The Claudia Quintet
Cornelia Street Café
New York, NY
October 13, 2007
The John Hollenbeck Large Ensemble
New York, NY
November 5, 2007
Drummer and composer John Hollenbeck comes across as a combination of benign control freak and supremely modest humorist. He's very much the director of his (and his bandmates') pieces, applying some beautifully precise drum-patterns that also have a slippery funkiness sitting alongside their new-music accuracy. He's like a clockwork toy creation, frequently placing objects on his skins to facilitate a rickety, robotic click-clacking. Yet Hollenbeck's between-number asides are darkly funny, riddled with self- deprecating angst, as he sometimes explains the convoluted concepts behind his pieces.

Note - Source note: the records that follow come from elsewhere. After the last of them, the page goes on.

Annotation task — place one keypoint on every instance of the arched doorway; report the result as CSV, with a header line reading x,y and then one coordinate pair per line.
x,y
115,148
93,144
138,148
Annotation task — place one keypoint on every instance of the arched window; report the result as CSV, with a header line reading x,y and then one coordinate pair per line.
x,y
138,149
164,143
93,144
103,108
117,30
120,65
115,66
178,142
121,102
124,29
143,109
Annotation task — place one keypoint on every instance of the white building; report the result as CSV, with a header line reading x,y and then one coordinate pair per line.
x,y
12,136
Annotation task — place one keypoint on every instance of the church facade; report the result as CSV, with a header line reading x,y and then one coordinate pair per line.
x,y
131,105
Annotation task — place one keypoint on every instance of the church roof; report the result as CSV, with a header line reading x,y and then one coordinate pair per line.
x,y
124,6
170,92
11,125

Hollenbeck's main forum is The Claudia Quintet which, despite his leadership, has the feel of a fairly democratic unit. On disc, one criticism is that they can sometimes sound too studied, too self- conscious of their vast panoply of influences, from minimalism to post-rock to cool-school jazz. Their production sound can be too ordered. On the live stage, Hollenbeck's combo solve their admittedly slight problems, appearing as a lustier prospect entirely, hardening up the funk.
Keyboardist Gary Versace steps in for this occasion, specializing in deeply throbbing organ tones as he replaces bassist Drew Gress. This imparts an even greater sense of chamber jazz drama, along with the unique spread of Matt Moran's vibraphone, Ted Reichman's accordion and, when he's not blowing tenor saxophone, Chris Speed's clarinet. As Hollenbeck has said, this is an intentionally "feminine" sound, a war waged against the macho competitiveness of much jazz music. Even though there are still many solos taken, their boundaries aren't so proscribed, supported by changing backdrops which often become frontal-drops.
The repertoire is taken largely from their recent For album, although given a more robust interpretation. Often, the wind-driven textures blend into one sound, with reeds and accordion interlaced beside shimmering vibraphone. Moran's approach here is captivatingly aggressive. Rarely will we witness such an attack on this too-often sober instrument. He strikes blows to achieve resonant aftershocks, dynamically glancing off at angular points.
Hollenbeck's Large Ensemble is another matter entirely, employing a work force of nineteen members, including its conductor, J.C. Sanford. Here, horn ranks provide the dominant voice, in direct contrast to Claudia. Hollenbeck released a Large Ensemble disc, A Blessing (2006), but it provides only a portion of the evening's repertoire. Because of the more traditional big band line-up, this music can't help but sound more conventionally jazz-rooted than Claudia, and an hour's set ends up being just too short to avoid the sense that Hollenbeck is striving for equality between soft vocal numbers and forceful blowing vehicles, alternating but not enjoying the time to make these transitions feel like a natural flow.
Singer Theo Bleckmann treads the line between a smooth, almost church-influenced soul jazz and a more abstracted, improvisatory style. The album's title piece provokes a mixed response in its silken choirboy tones, as Bleckmann intones the "Irish Blessing" which Hollenbeck found on the "b-side," as he deadpanningly describes it, of his grandmother's funeral-mass card. The set lifted up to its best in its second half, with Hollenbeck's suitably abstract "Long Swing Dream," which was directly inspired, nay composed, as a result of an extremely vivid dream, followed by his re-consideration of Thelonious Monk's "Four In One," with its stunning extended solo by Tony Malaby.